I have been monitoring UK wind power now for 16 days via the Gridwatch site. We have an installed capacity capable of supplying around 30% of demand. During that 16 days it has managed less than 5% most days, with 2 days at 0.6%, one at 10%, and one at 28.5%. Today it is at 11.8%. During all that time no coal was used because we have replaced it with gas, which with a 60% capability along with 20% from nuclear, and up to 10% from imports, is the mainstay of the grid. Re. hidden costs, headlines tell us wind is as cheap as coal or gas, and it is at the point of delivery. It’s just that they don’t include the subsidies which are paid separately, and the subsidies paid to gas back up, which together triple the real cost. If you are interested to follow this saga of wind failure, go here:-
http://gridwatch.co.uk/

SAMURAI
May 22, 2019 6:59 pm

Suppose you are very wealthy and only had the insane option of either buying a mint condition Guards Red 2016 Porsche 911 R $200,000, or a beat up Monkey Barf Yellow 1976 AMC Pacer $1,200,000 (which only works 33% of the time)…

Which car would buy?

That’s the crazy option Leftists propose..

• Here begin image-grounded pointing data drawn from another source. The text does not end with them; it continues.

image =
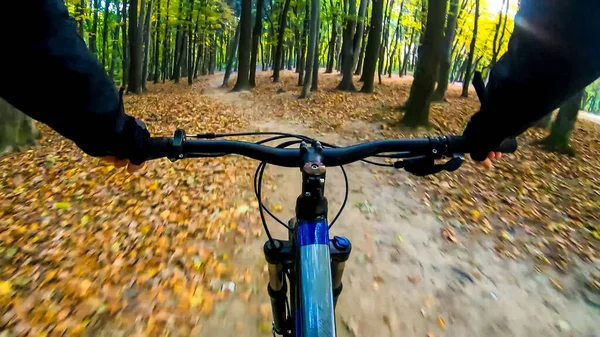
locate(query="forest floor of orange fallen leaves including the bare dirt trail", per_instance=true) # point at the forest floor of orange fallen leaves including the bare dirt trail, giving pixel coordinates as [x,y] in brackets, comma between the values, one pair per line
[87,249]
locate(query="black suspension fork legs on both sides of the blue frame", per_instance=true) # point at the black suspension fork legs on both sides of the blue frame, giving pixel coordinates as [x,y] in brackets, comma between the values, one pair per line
[280,256]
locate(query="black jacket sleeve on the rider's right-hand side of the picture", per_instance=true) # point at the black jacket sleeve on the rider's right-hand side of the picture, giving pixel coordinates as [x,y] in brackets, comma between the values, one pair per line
[553,53]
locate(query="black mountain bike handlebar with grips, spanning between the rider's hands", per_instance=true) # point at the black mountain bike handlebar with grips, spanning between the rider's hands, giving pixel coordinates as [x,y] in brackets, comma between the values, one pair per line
[178,147]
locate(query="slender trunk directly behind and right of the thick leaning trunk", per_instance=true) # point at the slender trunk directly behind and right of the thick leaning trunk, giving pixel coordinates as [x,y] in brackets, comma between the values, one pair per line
[445,56]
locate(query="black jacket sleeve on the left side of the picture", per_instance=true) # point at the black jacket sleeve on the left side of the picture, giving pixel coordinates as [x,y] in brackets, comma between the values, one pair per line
[48,73]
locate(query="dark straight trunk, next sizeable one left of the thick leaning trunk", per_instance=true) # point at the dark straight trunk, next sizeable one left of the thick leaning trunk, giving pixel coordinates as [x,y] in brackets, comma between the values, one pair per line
[372,51]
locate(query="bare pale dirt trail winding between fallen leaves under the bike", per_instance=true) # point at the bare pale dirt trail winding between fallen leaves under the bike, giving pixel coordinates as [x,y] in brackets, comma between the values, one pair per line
[403,279]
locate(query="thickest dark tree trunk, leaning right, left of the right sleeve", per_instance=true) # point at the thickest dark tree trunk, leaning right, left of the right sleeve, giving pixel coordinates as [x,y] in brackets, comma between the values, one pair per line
[417,109]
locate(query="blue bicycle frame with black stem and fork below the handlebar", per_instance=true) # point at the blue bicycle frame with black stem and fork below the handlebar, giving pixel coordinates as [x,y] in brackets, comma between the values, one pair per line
[310,261]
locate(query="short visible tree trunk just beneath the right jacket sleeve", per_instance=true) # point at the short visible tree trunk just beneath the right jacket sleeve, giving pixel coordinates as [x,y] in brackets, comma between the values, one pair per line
[562,128]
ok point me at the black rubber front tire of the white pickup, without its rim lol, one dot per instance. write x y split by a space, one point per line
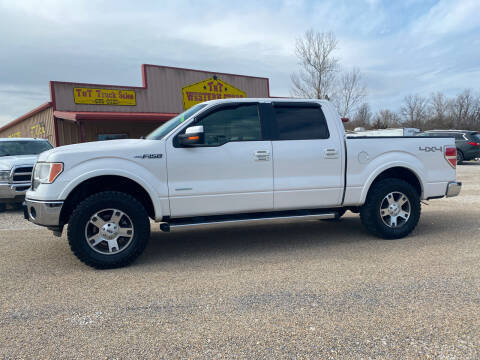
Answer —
105 200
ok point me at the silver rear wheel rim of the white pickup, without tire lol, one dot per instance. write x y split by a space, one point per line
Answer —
395 209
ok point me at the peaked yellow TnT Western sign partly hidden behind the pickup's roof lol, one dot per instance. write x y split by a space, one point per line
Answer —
209 89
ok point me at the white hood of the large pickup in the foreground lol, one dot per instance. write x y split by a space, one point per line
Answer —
85 151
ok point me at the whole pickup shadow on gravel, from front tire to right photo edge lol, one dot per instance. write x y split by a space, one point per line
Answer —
229 242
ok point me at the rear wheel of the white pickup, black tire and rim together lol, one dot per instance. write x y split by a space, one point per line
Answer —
392 209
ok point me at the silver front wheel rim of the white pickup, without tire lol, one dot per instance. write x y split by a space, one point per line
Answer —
109 231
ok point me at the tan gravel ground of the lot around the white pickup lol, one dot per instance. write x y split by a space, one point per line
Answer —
308 289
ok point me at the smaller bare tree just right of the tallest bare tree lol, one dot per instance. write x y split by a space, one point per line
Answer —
350 93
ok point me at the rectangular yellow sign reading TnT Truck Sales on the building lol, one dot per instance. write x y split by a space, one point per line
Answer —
104 96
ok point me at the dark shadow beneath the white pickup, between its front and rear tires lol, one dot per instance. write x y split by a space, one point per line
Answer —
249 239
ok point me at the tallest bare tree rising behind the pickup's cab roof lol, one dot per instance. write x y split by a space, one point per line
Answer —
315 79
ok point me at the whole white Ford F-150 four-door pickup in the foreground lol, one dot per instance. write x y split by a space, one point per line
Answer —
230 161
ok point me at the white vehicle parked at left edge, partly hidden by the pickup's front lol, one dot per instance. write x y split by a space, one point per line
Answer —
17 158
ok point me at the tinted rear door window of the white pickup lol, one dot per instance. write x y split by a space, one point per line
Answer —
300 123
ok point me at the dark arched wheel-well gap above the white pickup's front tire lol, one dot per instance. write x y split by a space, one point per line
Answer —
96 184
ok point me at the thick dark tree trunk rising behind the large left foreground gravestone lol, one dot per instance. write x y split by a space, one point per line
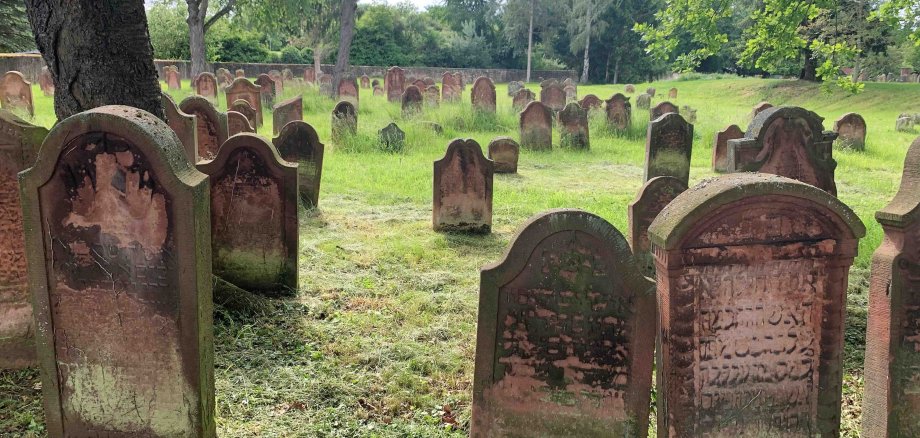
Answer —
98 53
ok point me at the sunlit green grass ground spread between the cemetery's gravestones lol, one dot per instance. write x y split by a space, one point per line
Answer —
380 339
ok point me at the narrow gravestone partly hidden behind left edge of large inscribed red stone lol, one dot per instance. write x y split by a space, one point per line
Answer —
654 195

I don’t know about you, but I’m buying the Porsche..

MeWhoElse
May 22, 2019 7:15 pm

You’re obviously not aware of large cities before the wide spread use of motorised transport.
Cities had a stench of two things, death, and feces… both of which were due to horses.
Horses would literally die in the streets and people would leave them there.
People that don’t learn from history are doomed to repeat it…. so enjoy the lovely aroma coming your way if you get your wish.

rk
May 23, 2019 1:10 am

A most fundamental problem with wind turbines is they can be destroyed by thunderstorms and then you do not have any power. It is impossible to design for vertical downloads and this is what occurs under the downbursts in big thunderstorms when all the blades would be driven downwards even if in a feathered position. Hail, lightning, icing, and huge turbulence forces can cause this damage and even if not severe enough on the first occasion it starts the degradation in the gear boxes. In Germany it is now mandated that if you want insurance you have to replace the gear box every five years – at huge costs, more than $600,000 + for a gear box. Puerto Rico still has no grid power after all it’s solar and wind installations were destroyed by ” Marcia ” over 18 months ago.

Reply to  rk
May 25, 2019 10:55 am

re: “Puerto Rico still has no grid power”

Statement appears untrue.

https://www.cbsnews.com/news/puerto-rico-hurricane-maria-recovery-last-customers-reconnected-main-power-grid-today-2019-03-20/

“Last of Puerto Rican customers being reconnected to island’s main power grid”

TimD
May 23, 2019 8:54 am

Does anybody know a reliable source of comparative unsubsidized costs for various forms of electric generation, in terms of cents per kilowatt hour? Most of the stuff I’ve read seems to favor green energy sources because they are subsidized.